Android May Be Coming to TVs, Tablets at I/O

 
 
By Clint Boulton  |  Posted 2010-05-16
 
 
 

Android 2.2, Google TV Expected at Google I/O


The Google I/O conference launches May 19 and, years later, industry watchers may look back on this instance of this increasingly popular event as a celebration of the open-source Android platform, or perhaps even as the Android Festival.

eWEEK has been tracking the news leading up to this third I/O event and most of the buzz centers around Android. Google I/O in 2009 brought the world Google Wave, sparking a love affair with real-time collaboration software for the next six months. Now Wave rarely registers as a blip on most high-tech watchers' radar despite having more than 1 million users.

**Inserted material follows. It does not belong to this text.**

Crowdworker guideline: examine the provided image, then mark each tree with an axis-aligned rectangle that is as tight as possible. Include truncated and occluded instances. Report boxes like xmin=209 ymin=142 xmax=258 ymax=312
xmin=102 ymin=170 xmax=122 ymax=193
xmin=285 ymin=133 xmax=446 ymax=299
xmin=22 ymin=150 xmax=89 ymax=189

One thing that seems certain to launch at Google I/O is Android 2.2, or "Froyo."

Android father Andy Rubin said himself Froyo was coming and Adobe Systems confirmed that Flash 10.1 would be featured on Froyo phones. Adobe has been offering reporters Nexus One devices loaded with Android 2.2 and Flash 10.1 to test ahead of the event.

Android 2.2 is already turning heads for its blazing fast speed on the Linpack benchmark, and for features such as data tethering and a WiFi hot spot.

Moreover, it is believed that Froyo will help with the fragmentation problem plaguing the Android platform by decoupling some of the core applications from the operating system and making them accessible in the Android Market.

Another big rumor is that Google TV, or at least a flavor of Android running on set-top boxes, will make its debut at Google I/O.

Google TV, as it is currently known, is a platform and service that will run Web applications on televisions thanks to set-top boxes.

The Google TV set-top box is said to run Android and be powered by Intel chips, and will make Sony televisions and even Blu-ray DVD players function like computers, running Google search, the Chrome Web browser, and YouTube and other programs.

Android May Be Coming to TVs, Tablets at I/O


Ideally, such as service would provide a bigger computing palette for Google, allowing users to access Web applications from their PCs. Developers will be able to write entertainment-oriented programs for the service, potentially spawning a whole new application ecosystem.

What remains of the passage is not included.